The microlaunch space race has begun

By | Published: August 8, 2018 | Last updated on May 18, 2023
The ELaNa IV launch, containing 11 Cubesat missions, on November 19 , 2013.

In the vastness of space, unfathomable size is generally the norm. But when Jordi Puig-Suari, an aerospace engineering professor, began looking at the stars, he started thinking small. Together with Bob Twiggs, a professor at Stanford University, they developed the CubeSat, a tissue box-sized satellite that has intensified interest in space and revolutionized satellite communication.

When Puig-Suari worked at California Polytechnic State University in 1999, he was unimpressed with the typical size of satellites — “kind of overkill,” as he puts it. Satellites of the day could often be larger than a grand piano, and weighed thousands of pounds. So, he helped blueprint a spacecraft measuring 10 centimeters on each side and weighing less than 1.33 kilograms (2.93 pounds.) That’s about the size and mass of a human brain. At first, the only goal with this device was to train students how to build satellites, which are historically expensive to assemble, let alone launch.

Unexpectedly, the CubeSat was a runaway success, leading to what some are now calling the “microlaunch space race.” Today, nearly two thousand miniature spacecraft have been hurled into Earth’s orbit, with hundreds more on the way. Dozens of tech startups have gotten into the tiny satellite game, while established zero gravity companies like Rocket Lab, Boeing, SpaceX, and numerous universities and military branches regularly make use of these so-called nanosats.
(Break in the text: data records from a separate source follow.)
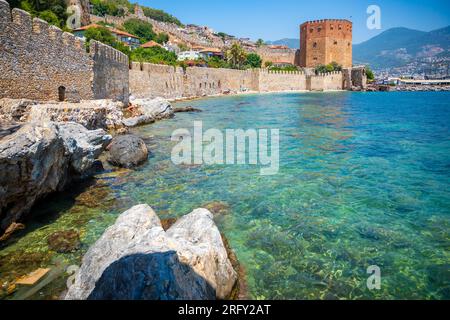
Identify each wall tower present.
[300,19,353,68]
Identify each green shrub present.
[123,19,156,42]
[245,53,262,68]
[130,47,177,65]
[84,27,131,56]
[141,6,183,27]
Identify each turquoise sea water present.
[0,92,450,299]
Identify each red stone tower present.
[300,19,353,68]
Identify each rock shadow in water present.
[88,251,216,300]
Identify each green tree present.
[8,0,67,28]
[123,19,156,42]
[130,47,177,65]
[245,53,262,68]
[207,57,230,68]
[225,42,247,69]
[38,10,61,26]
[155,33,169,44]
[141,6,183,27]
[256,39,265,47]
[84,27,131,56]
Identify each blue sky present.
[137,0,450,43]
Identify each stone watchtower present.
[299,19,352,68]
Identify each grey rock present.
[173,106,202,113]
[0,98,37,122]
[65,205,237,300]
[0,122,111,235]
[123,98,174,127]
[108,134,148,168]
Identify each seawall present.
[0,0,128,102]
[130,62,343,99]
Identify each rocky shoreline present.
[65,205,237,300]
[0,98,246,300]
[0,98,178,240]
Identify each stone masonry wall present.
[259,70,306,92]
[130,62,184,99]
[130,62,259,99]
[306,71,343,91]
[130,62,343,99]
[300,19,353,68]
[89,41,129,103]
[0,0,128,101]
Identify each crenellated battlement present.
[301,19,352,26]
[0,0,128,101]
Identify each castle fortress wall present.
[259,69,306,92]
[130,62,343,99]
[0,0,128,101]
[130,62,184,99]
[306,71,343,91]
[89,41,130,103]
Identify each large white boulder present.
[65,205,237,300]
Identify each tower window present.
[58,86,66,101]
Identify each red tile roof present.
[141,40,162,48]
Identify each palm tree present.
[226,42,247,69]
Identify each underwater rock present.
[173,106,203,113]
[47,230,81,253]
[65,205,237,300]
[0,122,111,235]
[161,218,177,231]
[0,222,25,241]
[202,201,230,216]
[0,98,37,122]
[123,98,174,127]
[16,268,50,286]
[108,134,148,169]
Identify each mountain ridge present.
[268,26,450,69]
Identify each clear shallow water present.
[0,92,450,299]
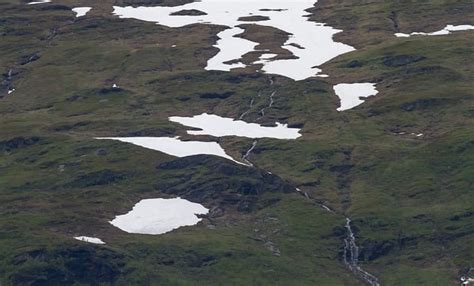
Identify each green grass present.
[0,1,474,285]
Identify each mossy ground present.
[0,1,474,285]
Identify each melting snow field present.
[395,25,474,38]
[169,113,301,139]
[206,27,258,71]
[334,83,378,111]
[28,0,51,5]
[72,7,92,18]
[96,137,242,164]
[74,236,105,244]
[113,0,354,80]
[110,198,209,235]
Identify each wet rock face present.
[9,246,124,285]
[155,155,294,212]
[170,9,207,16]
[359,240,395,261]
[383,55,426,67]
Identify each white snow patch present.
[333,83,378,111]
[27,0,51,5]
[395,25,474,38]
[110,198,209,235]
[95,137,245,165]
[72,7,92,18]
[461,276,474,285]
[113,0,354,80]
[205,27,258,71]
[169,113,301,139]
[74,236,105,244]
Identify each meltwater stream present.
[344,217,380,286]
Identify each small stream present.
[239,79,380,286]
[344,217,380,286]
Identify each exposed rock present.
[238,15,270,22]
[401,98,448,111]
[359,239,395,261]
[0,136,40,150]
[346,60,363,69]
[383,55,426,67]
[170,9,207,16]
[155,155,294,212]
[115,0,194,7]
[19,53,41,65]
[37,4,71,11]
[199,91,235,99]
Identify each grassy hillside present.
[0,0,474,285]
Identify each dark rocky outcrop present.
[155,155,294,212]
[359,240,395,261]
[346,60,363,69]
[401,98,448,111]
[0,136,41,151]
[19,53,41,66]
[116,0,194,7]
[37,4,71,11]
[238,15,270,22]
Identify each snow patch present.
[169,113,301,139]
[95,137,243,164]
[110,198,209,235]
[113,0,354,80]
[27,0,51,5]
[333,83,378,111]
[74,236,105,244]
[72,7,92,18]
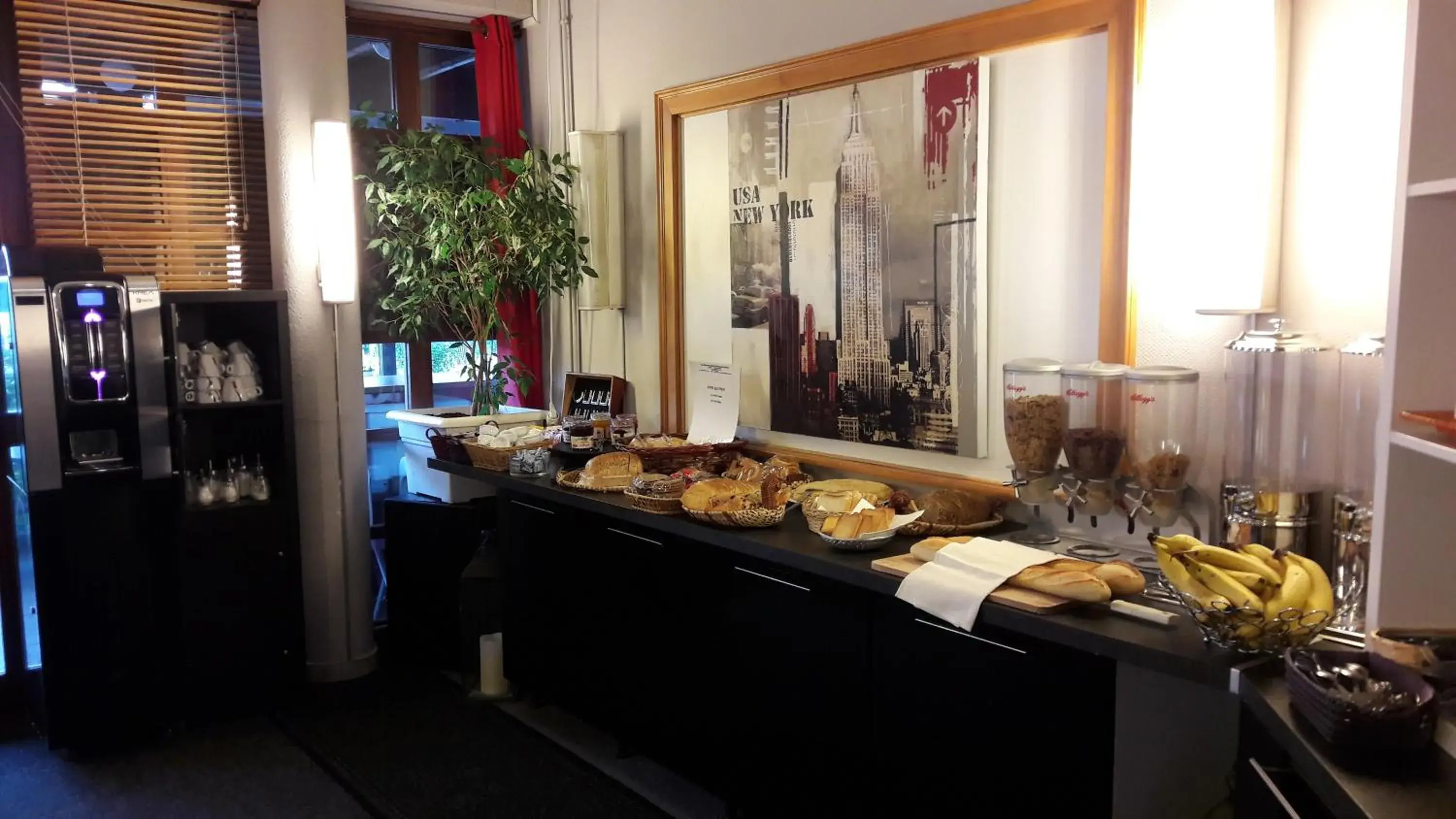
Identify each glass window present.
[419,45,480,137]
[430,341,495,408]
[364,344,409,429]
[348,35,399,128]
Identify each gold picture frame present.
[655,0,1139,496]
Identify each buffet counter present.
[430,459,1243,689]
[430,459,1456,819]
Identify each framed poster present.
[724,60,989,457]
[657,0,1136,491]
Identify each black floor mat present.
[277,671,665,819]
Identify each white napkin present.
[895,537,1060,631]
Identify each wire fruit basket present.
[1158,574,1345,655]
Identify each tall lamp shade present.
[313,119,360,304]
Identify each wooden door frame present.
[347,17,475,416]
[655,0,1139,496]
[0,0,35,724]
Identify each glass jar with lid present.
[1223,328,1331,554]
[1061,361,1130,481]
[1127,367,1198,491]
[1002,358,1066,480]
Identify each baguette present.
[910,535,1112,602]
[1044,557,1147,595]
[1006,564,1112,602]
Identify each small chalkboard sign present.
[563,373,628,416]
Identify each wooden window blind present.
[6,0,272,290]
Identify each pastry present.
[759,474,789,509]
[632,473,687,497]
[628,435,687,449]
[917,489,996,526]
[820,506,895,540]
[724,455,764,483]
[763,455,804,473]
[683,477,763,512]
[789,477,894,503]
[805,491,874,515]
[581,452,642,489]
[890,490,920,515]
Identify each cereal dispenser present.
[1331,335,1385,631]
[1002,358,1066,515]
[1125,367,1198,534]
[1222,328,1326,554]
[1061,361,1128,526]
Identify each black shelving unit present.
[162,291,304,714]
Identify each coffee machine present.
[0,246,173,752]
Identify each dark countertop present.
[1239,662,1456,819]
[430,458,1243,689]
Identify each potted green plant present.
[360,131,596,497]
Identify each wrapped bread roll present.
[910,535,1112,602]
[910,535,971,563]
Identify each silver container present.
[1329,335,1385,631]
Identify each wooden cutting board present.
[869,554,1082,614]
The NCube2, a Norwegian student satellite.
Bjørn Pedersen, NTNU

NASA recently chose two Cubesats as part of its InSight Mars lander mission, where they’ll function as a communications relay. The CubeSat design is now standard across dozens of company prototypes, and even elementary schools have built CubeSats. They’re useful not only for observing the atmosphere and monitoring Earth, but also help us study everything from the effects of radiation on electronics to plasma bubbles near Earth’s geomagnetic equator.

The whole thing has left Puig-Suari somewhat shocked. “We have to pinch ourselves sometimes,” he says. “We’re very proud. All the new players that have been able to get into space and fly satellites are creating new companies in places that never considered themselves in a position to play in the space market.”
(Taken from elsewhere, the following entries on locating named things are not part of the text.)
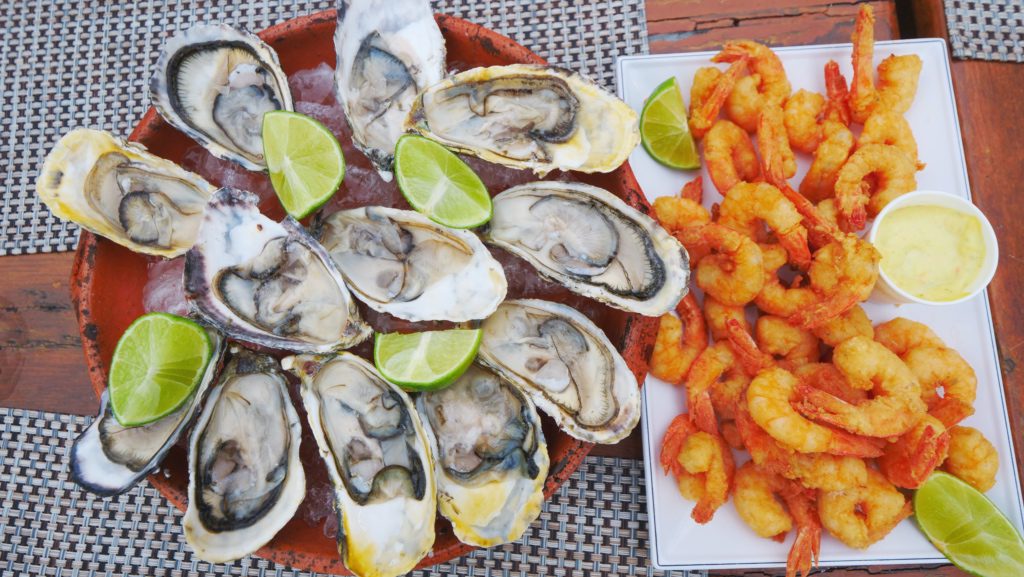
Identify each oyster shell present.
[416,365,549,547]
[282,353,437,577]
[483,181,690,317]
[319,206,508,322]
[407,65,640,176]
[36,128,215,258]
[183,349,306,563]
[184,189,371,353]
[334,0,444,181]
[150,24,293,170]
[71,330,224,497]
[479,299,640,443]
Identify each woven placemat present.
[0,0,647,256]
[944,0,1024,63]
[0,409,702,577]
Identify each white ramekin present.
[866,191,999,305]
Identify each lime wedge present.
[108,313,213,426]
[913,471,1024,577]
[263,111,345,218]
[394,134,492,229]
[374,329,483,390]
[640,76,700,170]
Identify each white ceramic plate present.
[616,39,1024,569]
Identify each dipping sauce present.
[874,205,985,302]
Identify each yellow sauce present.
[874,206,985,302]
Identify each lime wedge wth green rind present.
[108,313,213,426]
[913,471,1024,577]
[263,111,345,218]
[394,134,494,229]
[374,329,483,390]
[640,76,700,170]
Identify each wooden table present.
[0,0,1024,577]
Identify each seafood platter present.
[616,5,1024,576]
[37,0,671,576]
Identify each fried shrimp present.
[836,145,918,232]
[818,468,913,549]
[660,413,735,524]
[782,89,825,154]
[712,40,793,132]
[695,222,764,306]
[650,292,708,384]
[942,426,999,493]
[703,119,761,196]
[794,336,927,438]
[879,415,949,489]
[733,461,821,577]
[719,182,811,269]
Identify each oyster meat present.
[184,189,371,353]
[150,24,293,170]
[479,299,640,443]
[319,206,508,322]
[71,330,224,497]
[183,348,306,563]
[408,65,640,175]
[282,353,437,577]
[416,365,549,547]
[334,0,444,181]
[36,128,216,258]
[483,181,690,317]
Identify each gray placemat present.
[0,0,647,256]
[0,409,703,577]
[944,0,1024,63]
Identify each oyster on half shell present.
[282,353,437,577]
[416,365,549,547]
[184,189,371,353]
[483,181,690,317]
[182,348,306,563]
[36,128,216,258]
[479,299,640,443]
[407,65,640,176]
[334,0,444,181]
[150,24,293,170]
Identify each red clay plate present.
[71,10,657,574]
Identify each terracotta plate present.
[72,10,657,573]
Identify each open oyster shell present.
[184,189,371,353]
[36,128,216,258]
[416,365,549,547]
[483,180,690,317]
[282,353,437,577]
[479,299,640,443]
[319,206,508,322]
[71,330,224,497]
[150,24,293,170]
[182,348,306,563]
[407,65,640,176]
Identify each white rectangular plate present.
[616,39,1024,569]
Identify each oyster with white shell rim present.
[36,128,216,258]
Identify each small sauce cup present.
[866,191,999,305]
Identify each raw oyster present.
[334,0,444,181]
[71,330,224,497]
[184,189,370,353]
[483,181,690,317]
[319,206,508,322]
[282,353,437,577]
[183,348,306,563]
[408,65,640,176]
[416,365,548,547]
[479,299,640,443]
[150,24,293,170]
[36,128,215,258]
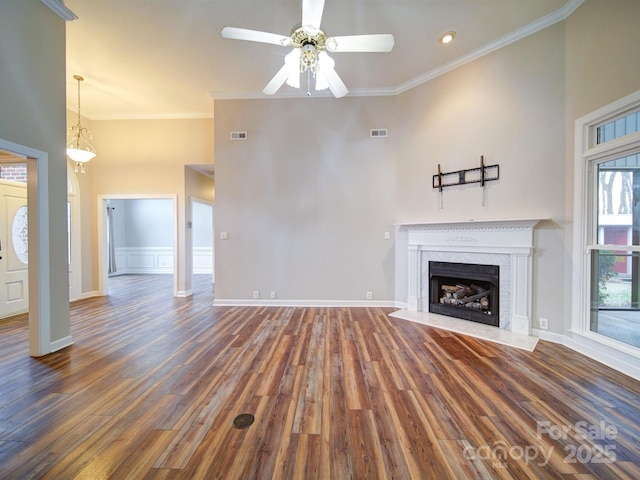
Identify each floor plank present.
[0,275,640,480]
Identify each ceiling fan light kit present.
[67,75,96,173]
[221,0,394,98]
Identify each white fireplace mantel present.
[401,219,542,335]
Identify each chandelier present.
[67,75,96,173]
It’s coming at the same time as a surge in investment in the space industry writ large. According to the most recent report from Space Investment Quarterly, nearly $1 billion was invested in space startups — including 290 satellite companies — in the first quarter of 2018 alone. That’s part of $14.8 billion invested in space corporations since 2009. There’s a lot of money to be made in this rapidly expanding industry — if you can get off the ground.

Getting to Space, Cheaply

Since Sputnik 1 launched in 1957, 8650 satellites of all sizes have been put into space. By now, most have fried up in the atmosphere, but some do survive and crash back to Earth. In the past, some have been small as well — Sputnik was about 58 centimeters in diameter.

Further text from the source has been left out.